At Casa Oaxaca, chef Alejandro Ruíz Olmedo makes this recipe with suckling pigs; here he uses pork loin, roasting it in fresh orange juice steeped with herbs. When infused with pan drippings, the juice becomes the base for a tangy sauce.
Plus: F&W's Pork Cooking GuideMore Pork Recipes
3 tablespoons extra-virgin olive oil
2 garlic cloves, coarsely chopped
One 1 1/2-pound boneless pork loin
Salt and freshly ground pepper
1 cup fresh orange juice
1/2 cup chicken stock
1/2 cup dry white wine
5 black peppercorns
1 rosemary sprig
1 oregano sprig
1 parsley sprig, plus 2 tablespoons chopped parsley leaves
How to Make It
In a large bowl, combine 2 tablespoons of the oil with the garlic. Add the pork, turn to coat and let stand for 1 hour.
Set a rack in the upper third of the oven and preheat the oven to 400°. In a medium ovenproof skillet, heat the remaining oil. Season the pork with salt and pepper and add to the skillet, fat side down. Cook over moderately high heat until richly browned, 4 minutes. Brown the pork on the remaining sides, then turn it fat side up. Add the orange juice, stock, wine, peppercorns and herb sprigs and bring to a boil.
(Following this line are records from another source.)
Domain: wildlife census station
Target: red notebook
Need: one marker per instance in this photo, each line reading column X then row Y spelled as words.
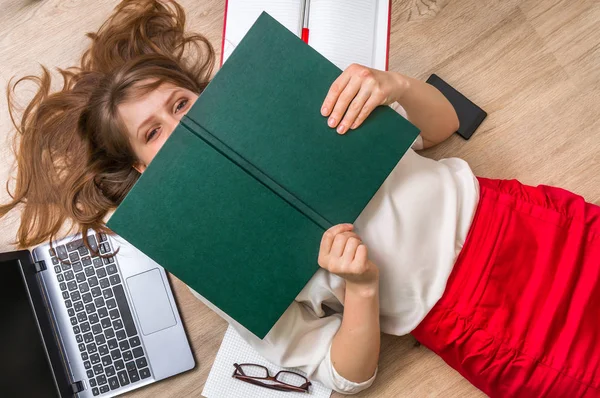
column 345, row 32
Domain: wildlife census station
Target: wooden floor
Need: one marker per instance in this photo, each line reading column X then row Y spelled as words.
column 533, row 65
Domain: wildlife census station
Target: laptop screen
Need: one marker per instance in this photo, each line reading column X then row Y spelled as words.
column 24, row 367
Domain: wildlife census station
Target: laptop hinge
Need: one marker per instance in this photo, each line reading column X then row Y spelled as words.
column 77, row 387
column 39, row 266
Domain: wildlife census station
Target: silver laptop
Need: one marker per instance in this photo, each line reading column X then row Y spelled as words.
column 104, row 324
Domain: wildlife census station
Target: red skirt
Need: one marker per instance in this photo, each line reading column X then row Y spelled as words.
column 520, row 316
Transfer the skillet to the upper shelf of the oven and roast the pork for about 35 minutes, until an instant-read thermometer inserted in the center registers 145°. Transfer the pork to a carving board.
Strain the cooking liquid into a saucepan and boil until reduced to 1/2 cup, 15 minutes. Season the sauce with salt and pepper and stir in the chopped parsley. Carve the pork and serve with the orange sauce.